Dans la recherche en général, il y a deux façons d'agir. La première est la recherche ciblée, qui permet, par le travail sur une maladie, d'améliorer les traitements, de mieux comprendre. Et puis il y a de grands bonds liés à la recherche fondamentale. Ainsi, la radiothérapie, communément utilisée pour le traitement des cancers, n'a pas été découverte lors de travaux sur les cancers. Elle est issue de recherches de physique qui n'avaient rien à voir. De même, si nous avons considérablement amélioré notre connaissance du génome humain et accéléré son séquençage dans les années quatre-vingt-dix et deux mille, c'est grâce à une technique, la réaction en chaîne par polymérase – polymerase chain reaction (PCR) –, qui n'aurait jamais été découverte si nous avions cherché à améliorer la connaissance du génome en ne travaillant que sur le génome. C'est en travaillant sur une grenouille qui survit au froid et au chaud dans le lac Titicaca, en Amérique du Sud, que son découvreur, futur lauréat du prix Nobel, a découvert cette technique.
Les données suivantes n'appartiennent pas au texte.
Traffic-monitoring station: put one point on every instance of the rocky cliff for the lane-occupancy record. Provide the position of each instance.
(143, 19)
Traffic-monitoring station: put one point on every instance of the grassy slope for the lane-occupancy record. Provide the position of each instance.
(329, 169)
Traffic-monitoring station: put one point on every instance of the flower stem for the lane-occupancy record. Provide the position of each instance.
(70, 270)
Je comprends les familles qui disent qu'il faut augmenter les budgets de recherche consacrés aux cancers des enfants, mais, comme je l'ai dit lors des questions au Gouvernement, on n'a pas découvert l'électricité en essayant d'améliorer la bougie. Si nous fléchons trop de crédits de recherche vers des cibles très définies, nous nous privons de la possibilité de certains bonds technologiques et découvertes que permet la recherche fondamentale et qui amélioreront considérablement la connaissance et le traitement de la maladie. Je connais vraiment bien le secteur de la recherche, car l'INCa organisait, animait et orientait stratégiquement toute la recherche sur le cancer en France ; la règle, dans le monde entier, c'est que 50 % des crédits au moins doivent être conservés pour une recherche complètement libre, non ciblée.

Prenons un tout autre exemple : l'énergie. Le grand défi, c'est le stockage de l'énergie. Nous savons que nous n'arriverons jamais à passer des piles à des stockages d'énergie macroscopiques en essayant d'améliorer les batteries, nous savons que ces progrès sur le stockage de l'énergie viendront probablement de découvertes de nouveaux matériaux, de nouveaux conducteurs, etc. Il faut donc garder cette philosophie : en ciblant trop l'argent de la recherche, nous perdons la capacité à accompagner des progrès majeurs.

C'est très difficile à faire comprendre mais je tiens à vous l'expliquer. Les familles de ces malades demandent qu'on consacre beaucoup d'argent à ces 500 morts insupportables qui sont un défi international. Je les connais bien. J'en ai accompagné beaucoup à l'INCa, j'ai même obtenu des traitements aux États-Unis pour certaines d'entre elles. Elles savent à quel point je me suis démenée pour obtenir des traitements innovants, pour que toutes les molécules disponibles pour l'adulte puissent être délivrées aux enfants malades dans le cadre de protocoles. Je pense qu'il faut laisser un peu de liberté à l'INCa, aux chercheurs. Il faut une vision stratégique et non une réponse purement émotionnelle. Sinon, nous risquons de passer à côté du sujet, et ce n'est pas de l'attentisme de ma part, monsieur Perrut. Je connais remarquablement le sujet et je me suis battue sur tous les fronts pour améliorer la situation des enfants. Nous avons en France le protocole le plus innovant au monde sur les médicaments innovants en phase I. C'est moi qui l'ai mis en place. Je suis allée voir toutes les Big Pharma américaines, j'ai pris mon bâton de pèlerin pour obtenir des molécules pour les enfants, alors que, par crainte d'accidents, ils ne voulaient pas qu'elles soient utilisées pour des enfants. Je les ai obtenues pour les patients français et, maintenant, ce protocole se déploie dans toute l'Europe.

Je suis prête à examiner ce qui peut manquer dans l'accompagnement des familles, en termes d'annonces de diagnostic, d'allocations, etc., mais attention en matière de recherche, même si je comprends que les familles ne comprennent pas cette prudence que je viens de vous expliquer.

Merci, mesdames et messieurs les députés. (Applaudissements.)